No-one arrives at Ithala by accident, it's simply not on the way to anywhere. And since it's still probably one of South Africa's best-kept secrets, the good news is you're not going to be crowded, either.
 
Ithala, which appropriately means ‘shelf' in Zulu, straddles an area that plummets from 1 450 metres to just 400 metres above sea level, creating interesting terrain for the two 4x4 routes on offer there. But game is the main attraction. Look out for black and white rhino, elephant and giraffe, along with zebra, wildebeest and various antelope, all looking quite relaxed as there are no lions. Choose from
fabulous bush camps on the river, or well-equipped chalets and a restaurant at the main camp.
 
To get there: Turn off the N2 at Pongola and head for Louwsburg.
 
KZN Wildlife 033 845 1000, Ithala 034 983 2540

It's a fairly long drive to Kosi Bay, but it could have been a lot further. In 1822, a Captain William Owen was commissioned to survey the southeast coast of Africa. In Delagoa Bay (now Maputo Bay in Mozambique), locals told him about the Mkuze River much further south, which drains into Lake St Lucia. But the good captain didn't get that far: when he came upon the estuary just south of Ponto do Ouro (on the Mozambique-South Africa border), he assumed it was the Mkuze, which he mistakenly called Kosi. And that's what this chain of lakes, famous for its ancient fishing kraals, has remained named to
this day.
 
TO GET THERE: Take the Jozini turn off the N2 and head for Kangwanase.
 
KZN Wildlife: 033 845 1000
How would you like to reach Simunye – on horseback, ox wagon, donkey cart or on foot? Once you've left your car at the old trading store, those are the options for the journey down to this fairytale lodge deep in the hills of Zulu chief Shaka's hunting grounds. Down in the valley, a rural track delivers you to the peaceful Mfule River, with delightful rambling stone chalets clinging to the cliffside. There's a Zulu village across the river – at night around the fire, Zulu legends unfold to the drumbeat of Africa. (You can go by 4x4 if you book in advance.)
 
TO GET THERE: From the N2 north of Durban take the R66 then R34 to Melmoth.
 
TO BOOK: Simunye Zulu Lodge, Protea Hotels, 035 450 3111
While the crowds flock to Sodwana Bay, aim for something a little more off the beaten track. A little further north is a beautifully remote beach, flanked by a deep black, viciously sharp rocky headland, made more stark by the white-foamed waves that crash dramatically against it. That's Black Rock, and although it's relatively small and seriously harsh, at least someone calls it home: it's the only place in South Africa you'll find Bouton's skink, a kind of lizard. Black Rock falls into the Coastal Forest Reserve – permits are required to enter (available at the Kosi Bay and Manzengwenya offices). There are various lodge and camping options along the coast. Don't forget to wear tough-soled shoes!

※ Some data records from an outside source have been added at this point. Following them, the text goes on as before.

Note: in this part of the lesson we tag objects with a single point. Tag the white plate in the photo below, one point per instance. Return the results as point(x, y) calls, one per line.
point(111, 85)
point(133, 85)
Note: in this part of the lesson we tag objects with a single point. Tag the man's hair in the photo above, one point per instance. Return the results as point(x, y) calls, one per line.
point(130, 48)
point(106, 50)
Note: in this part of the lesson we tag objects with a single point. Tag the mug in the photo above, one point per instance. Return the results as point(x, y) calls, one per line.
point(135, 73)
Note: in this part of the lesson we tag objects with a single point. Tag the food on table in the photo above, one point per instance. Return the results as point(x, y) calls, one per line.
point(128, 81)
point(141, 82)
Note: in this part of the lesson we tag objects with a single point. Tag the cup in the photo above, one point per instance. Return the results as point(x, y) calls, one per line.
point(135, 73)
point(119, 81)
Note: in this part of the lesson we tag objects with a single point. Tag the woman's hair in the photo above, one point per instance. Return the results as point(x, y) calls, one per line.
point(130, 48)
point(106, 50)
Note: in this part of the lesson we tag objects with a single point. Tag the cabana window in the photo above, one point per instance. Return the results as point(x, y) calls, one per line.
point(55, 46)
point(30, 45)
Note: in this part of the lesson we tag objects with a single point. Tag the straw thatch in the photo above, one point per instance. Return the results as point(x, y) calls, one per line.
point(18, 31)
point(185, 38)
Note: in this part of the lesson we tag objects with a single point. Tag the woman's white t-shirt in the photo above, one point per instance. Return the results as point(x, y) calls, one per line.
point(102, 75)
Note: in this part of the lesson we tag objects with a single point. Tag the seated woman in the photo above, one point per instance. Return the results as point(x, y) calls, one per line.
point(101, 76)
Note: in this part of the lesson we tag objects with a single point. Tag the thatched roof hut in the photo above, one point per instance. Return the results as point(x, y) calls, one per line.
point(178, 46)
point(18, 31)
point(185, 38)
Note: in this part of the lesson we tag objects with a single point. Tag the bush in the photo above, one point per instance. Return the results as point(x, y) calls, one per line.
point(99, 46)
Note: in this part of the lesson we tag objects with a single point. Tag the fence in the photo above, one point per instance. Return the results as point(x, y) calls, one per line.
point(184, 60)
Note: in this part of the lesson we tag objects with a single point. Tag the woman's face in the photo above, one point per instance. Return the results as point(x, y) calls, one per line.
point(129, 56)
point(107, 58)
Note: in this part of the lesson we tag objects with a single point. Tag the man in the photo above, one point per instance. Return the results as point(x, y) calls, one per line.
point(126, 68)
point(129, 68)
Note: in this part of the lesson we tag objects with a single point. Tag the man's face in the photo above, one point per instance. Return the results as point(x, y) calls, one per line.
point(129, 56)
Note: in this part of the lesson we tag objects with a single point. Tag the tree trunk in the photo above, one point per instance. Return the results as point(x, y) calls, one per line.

TO GET THERE: From Sodwana, take the sand road north past Lala Nek and Rocktail Bay.
A 4x4 is recommended.
 
KZN Wildlife: 033 845 1000
Sick of the traffic jams in Kruger Park? Then opt for the roads less travelled up the park's eastern border with Mozambique. Although 4x4s are required, the five-day Lebombo Eco Trail is an easy route that stretches from Komatipoort in the far southern corner of the park, all the way to its northern point, on roads that are usually closed to the public. Although there's slightly less game here than on the main routes, you won't be disappointed – in fact you might be a little relieved when you snuggle down in your tent at night, in your unfenced camps.